Field mapping example

Create a custom alias for barcode by adding a [dwc.custom] section to the configuration:

[dwc.custom]
barcode = "catalogNumber"

With this configuration, the mapping functions convert data:

from dwc import configure_mappings, map_custom_schema, map_ocr_to_dwc

configure_mappings({"barcode": "catalogNumber"})
record = map_ocr_to_dwc({"barcode": "ABC123"})
custom = map_custom_schema({"barcode": "XYZ"})

Both record.catalogNumber and custom.catalogNumber are populated from the barcode field.
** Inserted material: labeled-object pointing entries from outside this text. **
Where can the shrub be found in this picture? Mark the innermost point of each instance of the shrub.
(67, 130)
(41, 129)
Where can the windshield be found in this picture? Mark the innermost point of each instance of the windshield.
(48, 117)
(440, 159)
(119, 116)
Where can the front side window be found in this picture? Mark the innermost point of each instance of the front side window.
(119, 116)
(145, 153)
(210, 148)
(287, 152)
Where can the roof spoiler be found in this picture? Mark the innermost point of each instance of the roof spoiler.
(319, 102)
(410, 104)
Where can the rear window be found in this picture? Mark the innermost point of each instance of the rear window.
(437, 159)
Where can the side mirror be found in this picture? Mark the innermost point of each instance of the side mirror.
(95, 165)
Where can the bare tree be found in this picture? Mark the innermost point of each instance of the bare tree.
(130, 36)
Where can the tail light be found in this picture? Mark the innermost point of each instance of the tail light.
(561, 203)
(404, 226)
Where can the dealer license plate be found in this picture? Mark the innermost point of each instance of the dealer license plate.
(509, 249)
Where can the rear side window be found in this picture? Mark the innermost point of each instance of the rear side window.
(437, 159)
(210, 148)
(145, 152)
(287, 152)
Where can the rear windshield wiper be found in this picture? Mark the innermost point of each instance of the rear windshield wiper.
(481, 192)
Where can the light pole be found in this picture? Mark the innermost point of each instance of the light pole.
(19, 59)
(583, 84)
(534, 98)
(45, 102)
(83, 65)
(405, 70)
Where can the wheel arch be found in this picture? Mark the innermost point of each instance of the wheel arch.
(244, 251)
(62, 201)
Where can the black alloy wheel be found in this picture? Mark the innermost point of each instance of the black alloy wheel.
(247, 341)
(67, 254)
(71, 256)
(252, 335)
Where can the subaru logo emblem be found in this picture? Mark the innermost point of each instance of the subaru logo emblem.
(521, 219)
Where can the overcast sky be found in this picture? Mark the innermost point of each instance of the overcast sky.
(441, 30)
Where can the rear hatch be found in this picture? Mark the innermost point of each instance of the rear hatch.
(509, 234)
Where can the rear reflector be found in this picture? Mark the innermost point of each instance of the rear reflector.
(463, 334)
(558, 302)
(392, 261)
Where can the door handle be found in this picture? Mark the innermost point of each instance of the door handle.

See issue #156 for background on configuration-based schema mapping.

The default rules already map common labels such as collector number to recordNumber via dwc_rules.toml.

Future work

Additional mapping rules will be populated in config/rules/dwc_rules.toml and config/rules/vocab.toml (issue #157).

Vocabulary normalisation example

Controlled terms such as basisOfRecord are harmonised via vocab.toml:

from dwc import normalize_vocab

normalize_vocab("herbarium sheet", "basisOfRecord")

This call returns "PreservedSpecimen".

Passing "field note" instead normalises the value to "HumanObservation".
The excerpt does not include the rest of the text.